I lived with my grandmother and given my haircut and sartorial choices—punk as fuck, studs and ripped everything, a bright orange Mohawk and I didn’t give a fuck about my “figure” either—I wasn’t going to get a job at the Smith Haven Mall, or even Farpoint Comics. My mother was dead, my father’s new wife was a crack pipe and he was better at sucking that than I was at sucking cock. When Maya walked into a room to see herself sleeping on a recliner, I felt something important. When I saw her fling herself against first one wall, then another, as she tried to climb up a flight of crooked, swaying steps, I knew what it was. For so long my other world, my alternative existence, was in Manhattan.

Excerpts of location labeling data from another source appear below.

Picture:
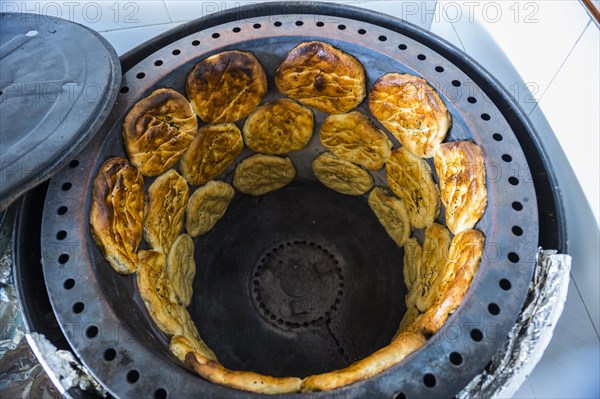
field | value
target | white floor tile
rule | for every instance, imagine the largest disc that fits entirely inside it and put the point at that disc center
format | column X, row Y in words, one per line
column 570, row 367
column 571, row 105
column 99, row 15
column 536, row 36
column 445, row 30
column 124, row 40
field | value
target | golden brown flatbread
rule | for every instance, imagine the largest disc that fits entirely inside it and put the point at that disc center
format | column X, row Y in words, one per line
column 207, row 205
column 322, row 76
column 410, row 178
column 157, row 293
column 214, row 372
column 413, row 255
column 261, row 174
column 402, row 346
column 181, row 345
column 412, row 111
column 158, row 130
column 466, row 251
column 354, row 138
column 165, row 206
column 434, row 269
column 461, row 170
column 227, row 86
column 181, row 268
column 212, row 151
column 278, row 127
column 117, row 213
column 392, row 215
column 341, row 176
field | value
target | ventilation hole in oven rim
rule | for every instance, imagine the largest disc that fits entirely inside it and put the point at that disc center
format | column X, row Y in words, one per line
column 505, row 284
column 92, row 331
column 160, row 393
column 455, row 358
column 429, row 380
column 476, row 335
column 78, row 307
column 110, row 354
column 69, row 284
column 133, row 376
column 493, row 309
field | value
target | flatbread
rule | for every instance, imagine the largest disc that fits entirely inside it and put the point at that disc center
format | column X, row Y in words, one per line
column 117, row 212
column 341, row 176
column 412, row 111
column 158, row 130
column 322, row 76
column 278, row 127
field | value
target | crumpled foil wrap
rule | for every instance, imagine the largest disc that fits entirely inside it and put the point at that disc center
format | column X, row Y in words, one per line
column 531, row 334
column 32, row 368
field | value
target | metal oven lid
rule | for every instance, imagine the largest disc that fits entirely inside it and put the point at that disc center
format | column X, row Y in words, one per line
column 59, row 81
column 127, row 363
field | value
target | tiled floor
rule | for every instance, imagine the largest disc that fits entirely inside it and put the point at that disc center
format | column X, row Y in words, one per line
column 546, row 53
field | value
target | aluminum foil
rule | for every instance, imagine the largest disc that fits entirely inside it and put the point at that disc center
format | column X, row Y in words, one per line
column 530, row 335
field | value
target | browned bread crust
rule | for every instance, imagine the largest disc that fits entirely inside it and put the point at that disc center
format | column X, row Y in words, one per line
column 278, row 127
column 227, row 86
column 165, row 206
column 461, row 170
column 410, row 178
column 158, row 130
column 117, row 212
column 212, row 151
column 322, row 76
column 354, row 138
column 341, row 176
column 412, row 111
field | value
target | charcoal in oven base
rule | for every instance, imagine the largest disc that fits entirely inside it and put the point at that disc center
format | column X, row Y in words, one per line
column 300, row 281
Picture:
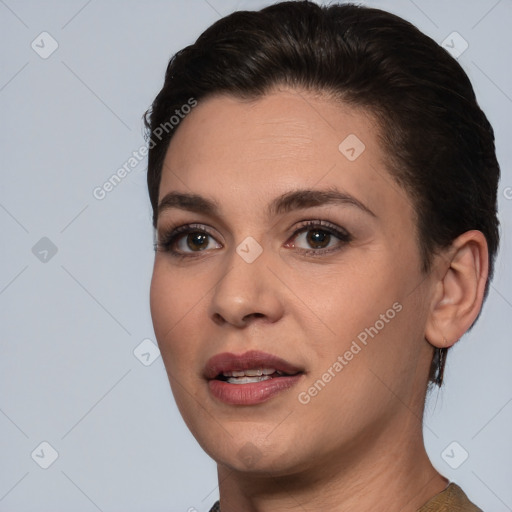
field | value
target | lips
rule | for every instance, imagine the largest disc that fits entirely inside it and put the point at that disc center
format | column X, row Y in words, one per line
column 249, row 378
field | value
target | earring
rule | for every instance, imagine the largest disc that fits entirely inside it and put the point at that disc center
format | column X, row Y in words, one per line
column 440, row 360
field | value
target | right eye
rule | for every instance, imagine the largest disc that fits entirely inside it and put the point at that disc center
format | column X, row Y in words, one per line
column 186, row 240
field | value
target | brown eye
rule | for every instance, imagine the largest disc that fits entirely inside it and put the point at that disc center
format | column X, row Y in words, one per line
column 197, row 241
column 318, row 238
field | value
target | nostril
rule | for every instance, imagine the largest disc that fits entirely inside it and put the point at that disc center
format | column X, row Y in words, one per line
column 253, row 315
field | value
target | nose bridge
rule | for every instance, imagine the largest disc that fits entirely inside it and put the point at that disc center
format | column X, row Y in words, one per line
column 246, row 290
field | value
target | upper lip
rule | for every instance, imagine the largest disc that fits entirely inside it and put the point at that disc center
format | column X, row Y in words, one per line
column 253, row 359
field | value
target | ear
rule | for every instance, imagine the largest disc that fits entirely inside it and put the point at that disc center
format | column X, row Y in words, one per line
column 459, row 290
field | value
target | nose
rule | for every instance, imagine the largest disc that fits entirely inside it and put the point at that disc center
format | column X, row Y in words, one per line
column 247, row 292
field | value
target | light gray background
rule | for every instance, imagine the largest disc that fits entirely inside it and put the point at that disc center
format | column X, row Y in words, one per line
column 70, row 324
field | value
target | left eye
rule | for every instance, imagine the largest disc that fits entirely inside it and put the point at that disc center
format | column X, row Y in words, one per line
column 317, row 238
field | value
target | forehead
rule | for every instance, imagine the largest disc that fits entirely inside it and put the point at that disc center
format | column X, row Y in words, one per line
column 244, row 151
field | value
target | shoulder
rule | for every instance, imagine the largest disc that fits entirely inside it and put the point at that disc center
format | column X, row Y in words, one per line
column 452, row 499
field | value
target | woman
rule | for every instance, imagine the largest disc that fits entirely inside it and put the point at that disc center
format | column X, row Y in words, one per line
column 323, row 186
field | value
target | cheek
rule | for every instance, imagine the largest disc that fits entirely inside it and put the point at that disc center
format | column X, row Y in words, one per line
column 174, row 304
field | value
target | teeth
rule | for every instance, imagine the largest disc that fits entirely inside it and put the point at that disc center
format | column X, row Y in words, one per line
column 247, row 380
column 256, row 372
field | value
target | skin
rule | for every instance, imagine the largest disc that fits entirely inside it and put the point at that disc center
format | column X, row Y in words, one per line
column 357, row 444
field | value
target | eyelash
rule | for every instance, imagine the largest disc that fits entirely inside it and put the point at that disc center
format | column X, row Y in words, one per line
column 169, row 238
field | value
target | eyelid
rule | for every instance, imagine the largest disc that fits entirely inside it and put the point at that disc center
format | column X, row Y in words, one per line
column 342, row 234
column 169, row 236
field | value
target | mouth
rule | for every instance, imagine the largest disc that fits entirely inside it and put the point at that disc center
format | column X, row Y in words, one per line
column 250, row 378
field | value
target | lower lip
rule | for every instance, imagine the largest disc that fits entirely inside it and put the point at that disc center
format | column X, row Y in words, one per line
column 253, row 393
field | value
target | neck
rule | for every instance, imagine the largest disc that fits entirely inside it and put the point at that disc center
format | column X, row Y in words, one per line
column 393, row 473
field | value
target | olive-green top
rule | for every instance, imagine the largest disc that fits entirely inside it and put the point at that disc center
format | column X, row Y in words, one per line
column 452, row 499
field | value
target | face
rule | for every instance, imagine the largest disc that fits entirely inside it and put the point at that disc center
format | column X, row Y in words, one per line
column 287, row 296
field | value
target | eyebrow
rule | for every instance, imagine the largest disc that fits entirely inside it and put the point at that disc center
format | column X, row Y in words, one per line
column 290, row 201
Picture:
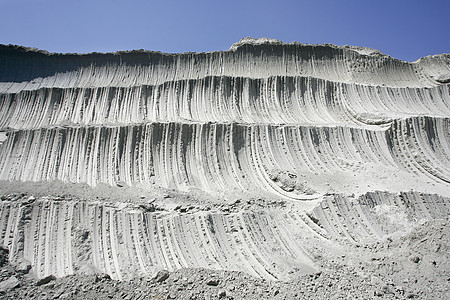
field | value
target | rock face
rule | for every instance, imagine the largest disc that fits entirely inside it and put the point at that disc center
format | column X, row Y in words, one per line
column 269, row 152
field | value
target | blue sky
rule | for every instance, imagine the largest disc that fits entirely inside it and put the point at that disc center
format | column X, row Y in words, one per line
column 403, row 29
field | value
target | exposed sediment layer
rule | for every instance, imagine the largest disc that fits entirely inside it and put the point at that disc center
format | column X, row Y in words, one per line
column 25, row 69
column 284, row 121
column 273, row 100
column 61, row 237
column 221, row 157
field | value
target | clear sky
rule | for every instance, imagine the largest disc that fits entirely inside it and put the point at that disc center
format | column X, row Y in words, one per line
column 404, row 29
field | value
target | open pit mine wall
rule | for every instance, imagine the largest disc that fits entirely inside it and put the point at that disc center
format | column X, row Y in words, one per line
column 273, row 100
column 217, row 157
column 61, row 237
column 26, row 69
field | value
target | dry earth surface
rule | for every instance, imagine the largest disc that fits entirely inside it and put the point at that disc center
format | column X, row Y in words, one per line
column 268, row 171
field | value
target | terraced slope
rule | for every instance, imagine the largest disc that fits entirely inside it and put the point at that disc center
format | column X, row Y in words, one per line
column 319, row 129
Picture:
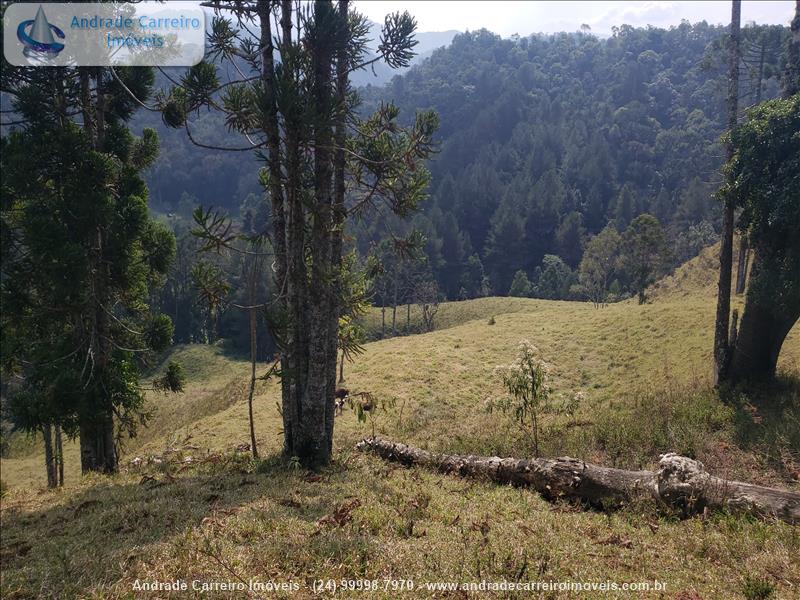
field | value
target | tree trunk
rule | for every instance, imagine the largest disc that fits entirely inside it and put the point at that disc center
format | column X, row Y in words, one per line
column 394, row 310
column 253, row 350
column 59, row 456
column 763, row 329
column 97, row 444
column 49, row 458
column 741, row 269
column 678, row 481
column 96, row 423
column 721, row 329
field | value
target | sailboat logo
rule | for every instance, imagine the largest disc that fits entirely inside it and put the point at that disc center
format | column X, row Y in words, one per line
column 37, row 36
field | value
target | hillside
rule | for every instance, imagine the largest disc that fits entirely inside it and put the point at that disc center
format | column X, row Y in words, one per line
column 645, row 370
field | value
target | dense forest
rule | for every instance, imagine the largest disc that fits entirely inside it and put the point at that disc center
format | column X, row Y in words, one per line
column 544, row 142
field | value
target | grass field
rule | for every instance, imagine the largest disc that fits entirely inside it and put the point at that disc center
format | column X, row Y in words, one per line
column 208, row 513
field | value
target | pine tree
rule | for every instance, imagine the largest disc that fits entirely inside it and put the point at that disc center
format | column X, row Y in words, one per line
column 296, row 112
column 80, row 255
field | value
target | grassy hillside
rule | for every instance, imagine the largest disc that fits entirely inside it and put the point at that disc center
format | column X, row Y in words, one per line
column 207, row 512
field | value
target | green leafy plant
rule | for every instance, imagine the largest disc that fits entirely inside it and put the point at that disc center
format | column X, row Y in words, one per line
column 528, row 391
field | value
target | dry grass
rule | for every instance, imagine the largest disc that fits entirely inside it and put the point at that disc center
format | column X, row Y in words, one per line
column 645, row 369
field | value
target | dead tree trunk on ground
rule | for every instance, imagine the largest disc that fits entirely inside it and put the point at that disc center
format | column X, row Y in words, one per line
column 679, row 481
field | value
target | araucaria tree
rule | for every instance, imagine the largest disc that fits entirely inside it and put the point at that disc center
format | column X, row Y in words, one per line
column 80, row 254
column 293, row 106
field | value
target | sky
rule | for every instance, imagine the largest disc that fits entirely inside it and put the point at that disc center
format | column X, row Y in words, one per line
column 526, row 17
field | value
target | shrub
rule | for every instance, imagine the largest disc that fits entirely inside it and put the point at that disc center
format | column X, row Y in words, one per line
column 525, row 381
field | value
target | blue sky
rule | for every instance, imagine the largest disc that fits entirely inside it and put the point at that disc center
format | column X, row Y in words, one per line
column 526, row 17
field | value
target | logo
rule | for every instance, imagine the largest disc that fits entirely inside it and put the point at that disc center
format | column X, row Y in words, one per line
column 37, row 36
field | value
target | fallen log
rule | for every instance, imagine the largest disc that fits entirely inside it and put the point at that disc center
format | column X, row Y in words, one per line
column 679, row 481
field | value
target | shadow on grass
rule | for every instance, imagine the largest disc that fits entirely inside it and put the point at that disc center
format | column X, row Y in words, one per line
column 767, row 421
column 109, row 531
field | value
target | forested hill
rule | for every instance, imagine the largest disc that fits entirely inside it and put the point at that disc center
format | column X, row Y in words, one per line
column 546, row 139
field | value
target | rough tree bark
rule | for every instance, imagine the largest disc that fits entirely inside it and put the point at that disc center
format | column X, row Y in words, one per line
column 49, row 457
column 251, row 285
column 765, row 325
column 721, row 342
column 59, row 456
column 98, row 451
column 679, row 481
column 762, row 332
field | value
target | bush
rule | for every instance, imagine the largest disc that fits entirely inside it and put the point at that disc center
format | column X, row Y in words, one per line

Whenever I could, I’d get out to the city on the LIRR. Two hours on the train and then a quick stride into the Village, to Bleecker Bob’s Records, St. Mark’s Bookshop, a vegetarian bakery, shawarma, the dirty and foul Mars Bar where I learned to drink. But all I was doing was buying, then leaving. I was the worst sort of commodity fetishist; in trying to consume the life I wanted, all I was eating was my own slow death. With Bernstein, I realized that I could make my life my own, on Long Island or anywhere else.
Wir bleiben hier
. We are staying here.

But someone killed my Bernstein, and ruined absolutely everything. But I am a fucking genius, and I was determined to find out who killed Bernstein and bring them to . . .

No, not to justice. To something else.